Introduction
Choosing a location is one of the first decisions that your company will make when entering a new market.
Location analysis provides companies the insights required to compare industrial facilities. Understanding cost and supply base differentials permit more informed investment planning and give rise to measurable improvements in operational performance.
However, it is particularly challenging in emerging markets as the factors and conditions affecting your selection are constantly changing. Considerations in labor costs, logistics connections, customs practices, and the state of infrastructure must be balanced against long term business sustainability. Location and strategic site selection plan can have major impact on the success of your business when they directly affect production, operational efficiency and sales channeling. Therefore, you must take steps to ensure you have the right information before committing your time and money.
Key Business Challenges
There are multiple considerations that you must grapple with when choosing a location. This can be particularly difficult in markets like China, Vietnam and India, where the regulations are complex and reliable data is scarce.
Real Estate
Investors should not assume that all industrial zones are created equal. Companies entering emerging markets for the first time or expanding into new markets can benefit immensely by reviewing multiple options to find a zone suited to their needs.
Infrastructure
Industrial zones are readily found throughout emerging Asia at a discount to pricing seen in your company’s home market. Management teams considering a zone for its competitive pricing often overlook the location of the zone and the infrastructure networks linking this zone with national ports. This can easily result in problems in supply chain management and create cost overruns.
Supplier & Labor Markets
Industry clusters can be a useful indicator that a zone is well-suited for investments from a particular industry. Well-established clusters often arise due to infrastructure and incentives that pair well with the needs of these companies. A large group of companies in the same industry also helps to attract and skill up workers required by companies within the industry.
Cost
Investors should pay close attention to the size of investment they are looking to make within a country. Industrial zones can impose direct and indirect capital requirements on your company by setting limits on the minimum land parcels available for lease.
Operational Environment
Limited capacity in industrial zones can present challenges for you investment in the most popular zones. Availability of land and existing facilities can prohibit investment, presenting challenges for you seeking to expand your operations in the near future.
Legal & Regulatory Environment
Asia Pacific economies are focused on maintaining an enterprise-friendly tax regime amidst the growing economic uncertainty. In some countries, investmemt law provides incentives and tax breaks for foreign companies such as yours with the intention of attracting foreign capital to sectors of strategic interest for the host country. For example many emerging Asian markets offer tax incentives for the industries of environmental restoration and protection, agriculture technology, advanced manufacturing, and biotechnology. These incentives are based on your company’s registered capital and potential tax contribution and are subject to multiple rounds of negotiation with the industrial zone.
Human Resources
In the site selection process, human resource may a have huge impact on investment decisions regardless of the nature of your business. In some countries, the availability and the quality of labor present a further challenge for you as an investor, particularly if your industry requires labor intensive manufacturing plants.
Our Project Approach
Our business intelligence provide market entry and expansion reports for clients in through research and analysis. In turn, our clients are better able to understand their options in new markets and make informed decisions on where to invest.
Project Process
Discover how do we work with our clients to identify the optimal investment location for their business.

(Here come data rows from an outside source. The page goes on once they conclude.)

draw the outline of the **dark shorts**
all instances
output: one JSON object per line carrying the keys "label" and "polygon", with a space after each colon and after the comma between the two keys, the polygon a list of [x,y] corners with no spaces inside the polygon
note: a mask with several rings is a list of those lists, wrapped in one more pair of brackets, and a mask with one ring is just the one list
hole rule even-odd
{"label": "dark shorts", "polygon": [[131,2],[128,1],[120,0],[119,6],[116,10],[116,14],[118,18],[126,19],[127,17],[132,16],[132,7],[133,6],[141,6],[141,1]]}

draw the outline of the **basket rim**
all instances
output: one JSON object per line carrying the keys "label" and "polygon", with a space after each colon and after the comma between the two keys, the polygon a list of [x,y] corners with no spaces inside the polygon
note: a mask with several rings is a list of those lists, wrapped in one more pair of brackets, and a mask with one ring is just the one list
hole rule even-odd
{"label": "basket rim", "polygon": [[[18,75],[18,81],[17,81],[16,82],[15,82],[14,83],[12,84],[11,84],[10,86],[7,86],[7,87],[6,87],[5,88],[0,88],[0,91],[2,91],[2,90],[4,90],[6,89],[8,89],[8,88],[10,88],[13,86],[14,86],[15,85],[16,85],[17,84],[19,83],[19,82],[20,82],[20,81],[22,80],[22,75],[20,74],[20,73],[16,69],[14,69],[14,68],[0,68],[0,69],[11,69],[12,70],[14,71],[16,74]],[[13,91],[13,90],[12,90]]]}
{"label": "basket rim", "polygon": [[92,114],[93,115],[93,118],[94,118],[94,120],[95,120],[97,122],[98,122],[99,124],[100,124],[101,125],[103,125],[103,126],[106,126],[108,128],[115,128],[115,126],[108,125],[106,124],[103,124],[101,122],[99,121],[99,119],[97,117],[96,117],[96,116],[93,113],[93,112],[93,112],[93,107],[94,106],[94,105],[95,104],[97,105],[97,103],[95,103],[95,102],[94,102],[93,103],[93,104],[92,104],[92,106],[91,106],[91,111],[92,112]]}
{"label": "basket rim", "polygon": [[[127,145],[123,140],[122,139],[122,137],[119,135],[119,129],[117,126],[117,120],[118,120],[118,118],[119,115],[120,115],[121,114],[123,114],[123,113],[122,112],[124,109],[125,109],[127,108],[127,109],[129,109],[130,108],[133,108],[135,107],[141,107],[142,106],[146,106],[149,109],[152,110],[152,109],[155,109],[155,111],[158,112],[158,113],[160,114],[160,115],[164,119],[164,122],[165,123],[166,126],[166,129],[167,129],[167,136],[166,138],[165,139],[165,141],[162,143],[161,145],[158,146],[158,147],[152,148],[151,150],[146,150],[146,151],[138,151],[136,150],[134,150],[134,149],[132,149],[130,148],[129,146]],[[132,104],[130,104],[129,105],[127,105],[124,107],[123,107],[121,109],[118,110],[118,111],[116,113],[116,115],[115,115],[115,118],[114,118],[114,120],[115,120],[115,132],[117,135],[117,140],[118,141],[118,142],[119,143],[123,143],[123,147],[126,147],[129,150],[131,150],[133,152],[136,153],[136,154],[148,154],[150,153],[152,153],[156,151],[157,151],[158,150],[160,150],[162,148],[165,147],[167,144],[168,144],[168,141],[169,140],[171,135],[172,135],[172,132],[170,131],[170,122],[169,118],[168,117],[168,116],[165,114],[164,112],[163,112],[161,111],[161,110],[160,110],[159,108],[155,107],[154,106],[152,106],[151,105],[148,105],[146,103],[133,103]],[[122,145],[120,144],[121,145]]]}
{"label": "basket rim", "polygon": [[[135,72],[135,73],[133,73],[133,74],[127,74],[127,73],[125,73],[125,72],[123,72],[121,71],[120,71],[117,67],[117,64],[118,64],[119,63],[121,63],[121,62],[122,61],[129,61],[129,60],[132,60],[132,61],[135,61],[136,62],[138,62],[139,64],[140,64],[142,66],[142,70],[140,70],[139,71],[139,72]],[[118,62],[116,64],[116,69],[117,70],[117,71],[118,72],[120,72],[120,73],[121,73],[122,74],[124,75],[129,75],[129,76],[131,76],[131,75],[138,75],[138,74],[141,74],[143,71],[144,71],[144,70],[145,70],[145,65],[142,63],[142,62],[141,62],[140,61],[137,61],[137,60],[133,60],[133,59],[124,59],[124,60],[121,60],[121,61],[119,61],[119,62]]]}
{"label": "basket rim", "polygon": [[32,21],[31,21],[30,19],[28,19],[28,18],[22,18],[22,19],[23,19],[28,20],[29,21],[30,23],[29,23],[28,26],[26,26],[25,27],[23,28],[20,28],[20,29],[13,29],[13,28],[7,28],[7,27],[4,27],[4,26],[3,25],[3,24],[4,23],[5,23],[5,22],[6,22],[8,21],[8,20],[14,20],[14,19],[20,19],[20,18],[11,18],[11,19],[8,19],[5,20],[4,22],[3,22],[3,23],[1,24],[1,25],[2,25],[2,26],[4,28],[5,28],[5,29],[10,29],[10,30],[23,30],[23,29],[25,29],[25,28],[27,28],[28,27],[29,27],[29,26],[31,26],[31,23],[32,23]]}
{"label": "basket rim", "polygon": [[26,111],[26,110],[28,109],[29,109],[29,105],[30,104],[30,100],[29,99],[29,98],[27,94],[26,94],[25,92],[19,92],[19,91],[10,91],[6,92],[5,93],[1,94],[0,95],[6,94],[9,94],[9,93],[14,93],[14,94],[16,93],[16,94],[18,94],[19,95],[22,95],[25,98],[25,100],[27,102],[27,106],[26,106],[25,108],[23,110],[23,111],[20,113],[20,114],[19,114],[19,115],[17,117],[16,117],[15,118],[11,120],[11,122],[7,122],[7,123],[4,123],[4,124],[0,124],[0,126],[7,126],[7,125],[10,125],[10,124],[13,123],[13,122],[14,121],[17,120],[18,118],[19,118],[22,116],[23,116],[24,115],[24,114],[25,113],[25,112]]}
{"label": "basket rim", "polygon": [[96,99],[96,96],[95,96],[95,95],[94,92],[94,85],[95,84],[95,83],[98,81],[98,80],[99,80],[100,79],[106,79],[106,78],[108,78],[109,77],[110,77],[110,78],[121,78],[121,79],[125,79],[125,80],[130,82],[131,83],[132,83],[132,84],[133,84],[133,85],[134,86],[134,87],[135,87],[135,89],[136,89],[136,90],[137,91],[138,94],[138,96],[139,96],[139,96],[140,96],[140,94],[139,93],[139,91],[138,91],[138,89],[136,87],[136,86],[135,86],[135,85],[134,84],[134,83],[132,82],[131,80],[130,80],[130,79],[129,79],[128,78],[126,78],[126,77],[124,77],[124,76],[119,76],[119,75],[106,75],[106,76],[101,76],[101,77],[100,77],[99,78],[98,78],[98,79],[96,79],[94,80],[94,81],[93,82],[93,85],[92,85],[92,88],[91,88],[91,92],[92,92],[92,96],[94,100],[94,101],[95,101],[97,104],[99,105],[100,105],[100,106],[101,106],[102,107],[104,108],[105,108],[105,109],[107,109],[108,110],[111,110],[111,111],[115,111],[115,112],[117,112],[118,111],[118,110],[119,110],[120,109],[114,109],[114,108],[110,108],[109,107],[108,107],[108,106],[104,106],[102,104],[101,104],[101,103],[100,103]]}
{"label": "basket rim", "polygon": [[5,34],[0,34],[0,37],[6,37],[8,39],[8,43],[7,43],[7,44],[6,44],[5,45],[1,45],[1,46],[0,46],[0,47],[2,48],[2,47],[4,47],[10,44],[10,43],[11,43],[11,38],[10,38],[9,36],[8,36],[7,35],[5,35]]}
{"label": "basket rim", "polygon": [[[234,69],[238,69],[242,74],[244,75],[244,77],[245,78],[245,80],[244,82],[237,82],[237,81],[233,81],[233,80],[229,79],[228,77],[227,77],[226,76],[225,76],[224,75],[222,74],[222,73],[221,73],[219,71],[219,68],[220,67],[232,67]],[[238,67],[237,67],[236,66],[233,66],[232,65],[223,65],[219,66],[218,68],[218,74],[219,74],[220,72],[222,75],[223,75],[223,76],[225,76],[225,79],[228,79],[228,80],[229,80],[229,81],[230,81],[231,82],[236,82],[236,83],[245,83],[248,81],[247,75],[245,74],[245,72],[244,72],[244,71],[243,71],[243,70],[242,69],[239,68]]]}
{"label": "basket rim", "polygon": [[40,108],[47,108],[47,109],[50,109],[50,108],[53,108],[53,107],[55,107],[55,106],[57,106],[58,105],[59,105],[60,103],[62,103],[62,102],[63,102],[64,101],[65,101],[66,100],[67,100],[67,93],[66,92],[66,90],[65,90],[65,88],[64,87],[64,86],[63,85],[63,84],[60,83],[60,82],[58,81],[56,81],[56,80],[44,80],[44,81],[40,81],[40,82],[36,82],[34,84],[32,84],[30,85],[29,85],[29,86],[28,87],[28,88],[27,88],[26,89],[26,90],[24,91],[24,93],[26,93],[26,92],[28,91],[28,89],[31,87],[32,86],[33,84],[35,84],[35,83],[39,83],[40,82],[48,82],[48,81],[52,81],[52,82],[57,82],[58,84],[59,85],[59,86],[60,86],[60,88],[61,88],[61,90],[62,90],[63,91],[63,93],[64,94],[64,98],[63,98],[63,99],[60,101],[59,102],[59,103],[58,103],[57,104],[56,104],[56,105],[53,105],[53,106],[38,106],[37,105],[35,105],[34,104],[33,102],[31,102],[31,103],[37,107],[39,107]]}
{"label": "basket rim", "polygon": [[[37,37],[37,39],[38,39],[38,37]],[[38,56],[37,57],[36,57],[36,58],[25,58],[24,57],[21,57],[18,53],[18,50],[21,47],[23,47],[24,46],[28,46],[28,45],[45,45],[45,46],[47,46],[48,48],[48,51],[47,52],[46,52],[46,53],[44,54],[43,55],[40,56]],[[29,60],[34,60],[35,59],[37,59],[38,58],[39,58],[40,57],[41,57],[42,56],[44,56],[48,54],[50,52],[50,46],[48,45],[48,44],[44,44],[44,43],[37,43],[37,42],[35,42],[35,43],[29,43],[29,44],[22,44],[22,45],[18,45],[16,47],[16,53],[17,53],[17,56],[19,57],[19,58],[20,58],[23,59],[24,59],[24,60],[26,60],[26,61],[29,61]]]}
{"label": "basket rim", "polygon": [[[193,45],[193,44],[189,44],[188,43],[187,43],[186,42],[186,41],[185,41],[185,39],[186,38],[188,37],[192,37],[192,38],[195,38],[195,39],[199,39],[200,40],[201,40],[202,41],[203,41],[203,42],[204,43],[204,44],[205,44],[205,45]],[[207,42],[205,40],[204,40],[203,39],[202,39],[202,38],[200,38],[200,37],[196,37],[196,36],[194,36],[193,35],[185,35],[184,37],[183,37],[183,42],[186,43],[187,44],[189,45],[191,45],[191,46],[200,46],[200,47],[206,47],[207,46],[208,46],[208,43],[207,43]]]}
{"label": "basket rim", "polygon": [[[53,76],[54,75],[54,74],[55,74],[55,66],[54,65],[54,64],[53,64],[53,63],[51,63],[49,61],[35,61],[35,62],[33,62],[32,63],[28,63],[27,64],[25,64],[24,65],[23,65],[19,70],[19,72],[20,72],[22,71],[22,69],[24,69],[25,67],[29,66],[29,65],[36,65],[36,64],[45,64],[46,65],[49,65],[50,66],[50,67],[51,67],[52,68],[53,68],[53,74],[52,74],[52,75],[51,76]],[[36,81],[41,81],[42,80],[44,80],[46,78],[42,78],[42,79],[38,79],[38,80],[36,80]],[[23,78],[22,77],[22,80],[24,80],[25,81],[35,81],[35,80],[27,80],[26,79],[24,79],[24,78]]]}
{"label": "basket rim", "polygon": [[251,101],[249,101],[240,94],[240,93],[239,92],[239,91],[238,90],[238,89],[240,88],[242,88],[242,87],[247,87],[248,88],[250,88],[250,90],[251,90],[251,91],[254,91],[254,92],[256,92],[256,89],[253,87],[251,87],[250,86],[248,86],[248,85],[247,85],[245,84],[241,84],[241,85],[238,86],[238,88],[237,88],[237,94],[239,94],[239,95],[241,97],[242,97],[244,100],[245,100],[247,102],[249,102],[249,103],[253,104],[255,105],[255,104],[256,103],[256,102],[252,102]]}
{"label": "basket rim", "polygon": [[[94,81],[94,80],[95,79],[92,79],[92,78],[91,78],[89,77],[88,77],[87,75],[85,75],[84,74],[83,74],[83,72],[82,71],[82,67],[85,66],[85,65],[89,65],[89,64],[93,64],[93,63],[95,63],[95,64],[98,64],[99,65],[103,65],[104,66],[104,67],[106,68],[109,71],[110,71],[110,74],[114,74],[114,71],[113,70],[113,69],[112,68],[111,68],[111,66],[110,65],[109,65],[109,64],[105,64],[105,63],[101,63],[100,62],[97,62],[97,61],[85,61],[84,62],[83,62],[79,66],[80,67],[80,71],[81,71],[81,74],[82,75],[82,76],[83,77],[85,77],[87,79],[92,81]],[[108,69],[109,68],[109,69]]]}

We have developed a structured process to find the right location for clients, which consists of following steps:
1. Project Definition
To find the right location, we start by working with you to define objectives and search area. We will then set search metrics by developing in consultation with your company the location search criteria, which will be based on a number of preferred factors as illustrated below:
2. Due Diligence & Screening
We will conduct an initial screening for potential sites based on defined search area against identified search criteria. Our business intelligence team will eliminate unqualified locations and prepare a shortlist of suitable locations for your review.
3. Detailed Review & Comparison
Our team will conduct field visits to each shortlisted location and interview relevant parties. When this phase is completed, a report with data metrics, rating and ranking on which “best-fit” your company’s needs will follow with risk analysis of property options.
4. Site Visit & Final Validation
Our team of advisors will provide their final recommendations on the sites and schedule site visits for your company. Upon completing these site visits, our company will facilitate negotiations and formalize due diligence on site and landowner certifications for you.